In recent years, the combination of radiomics with clinical features to construct feature-fusion models has also shown broad application prospects. Salih et al. and Mikołaj et al. extracted radiomic features from embryo and fetal US images and combined them with patients' clinical variables using different ML models. This approach enhanced the accuracy of predicting pregnancy outcomes and improved fetal age estimation [ 18 , 19 ]. Additionally, the rise of habitat radiomics has further advanced medical radiomics. By combining it with ML techniques, habitat radiomics can reveal the tissue characteristics of different sub-regions and analyze the tissue heterogeneity within the same organ, thereby uncovering individualized features of patients [ 20 ]. Jin et al. successfully predicted the long-term efficacy of uterine artery embolization treatment for patients with adenomyosis using this method and showed that its predictive performance was superior to that of the whole-region radiomics model and the pure clinical model [ 21 ].
Although many complex ML models can make accurate predictions, their decision-making processes are often difficult to understand, known as the 'black box problem'. For this reason, explainable artificial intelligence (XAI) has emerged. By introducing Shapley values, the specific contribution of each feature to the prediction result can be quantified [ 22 ]. This greatly enhances the transparency and credibility of the model, providing more reliable decision support for clinical applications.
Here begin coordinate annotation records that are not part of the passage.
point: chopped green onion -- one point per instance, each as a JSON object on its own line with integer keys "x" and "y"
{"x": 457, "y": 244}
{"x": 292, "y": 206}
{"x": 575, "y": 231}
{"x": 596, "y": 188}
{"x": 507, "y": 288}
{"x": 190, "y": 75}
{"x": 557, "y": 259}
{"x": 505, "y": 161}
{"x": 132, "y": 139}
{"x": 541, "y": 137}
The main purpose of this study is to identify sub-regions of the endometrium using habitat radiomics analysis and combine patients' clinical information and endometrial US image features to construct a prediction model integrating multiple ML methods. Through the interpretability analysis of the model, the internal decision-making process of the model can be better understood. This model aims to assess clinical pregnancy probabilities following embryo transfer in both fresh and frozen cycles, thereby enabling early optimization of patient transfer protocols and medication regimens to achieve improved clinical outcomes.